Most museums are like icebergs; the collections on display represent only a small part of the whole with most of the objects hidden below the waterline in stores, in conservation, or out on loan, and on this blog we hope to show some of those pieces currently hidden away. But museums can also be a little like ducks, calm on the surface but paddling like fury underneath: preparing exhibitions, fundraising, promoting, caring for collections, cataloguing, writing lectures, dealing with enquiries from publications, trying to keep the shop stocked... the list is endless and invariably outside the nationals it is small teams doing a whole varied range of things. So even as we take down the Edward Bawden Exhibiton and start to install 'Clocking In' (more to follow!) we can't help but think ahead to the Toulouse Lautrec touring exhibition from the British Museum that comes to Bedford Gallery in January. It also reminds us some of the fantastic French lithographs in the collection from that period, so that is where this weeks picture of the week comes from. KP
Ker Xavier ROUSSEL (1867-1944)
L’Education du Chien (Training the Dog), 1893

lithograph, 330 × 193 cm (image)
inscribed: K X Roussel No.51

Accession No. P.565
PROVENANCE: Purchased from London Graphic Art Associates, July 1967.
REFERENCES: J. Salomon, K X Roussel L’Oeuvre Graphique, 1967, no.10.
NOTES: Number 51 of 100 impressions. Published by L’Estampe Originale in 1893.

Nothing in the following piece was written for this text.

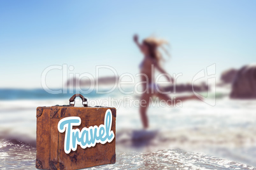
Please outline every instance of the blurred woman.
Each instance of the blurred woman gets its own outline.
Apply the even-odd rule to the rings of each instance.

Trained at the Académie Julian, Paris from 1888, Roussel was one of the founding members of the Nabis group, which included BONNARD, VALLOTTON, Paul Ranson (1864-1909), DENIS and VUILLARD, the latter two having been school friends of Roussel. The influence of Japanese prints can be clearly seen in Roussel’s own printmaking, with the use of flattened colours and picture planes.

In 1893 the publisher André Marty and Roger Marx started L’Estampe Originale. The intention was to issue two portfolios a year for five years. Only nine were ever published. The portfolios contained coloured lithographs by artists such as TOULOUSE-LAUTREC, BONNARD, DENIS, SIGNAC and Roussel.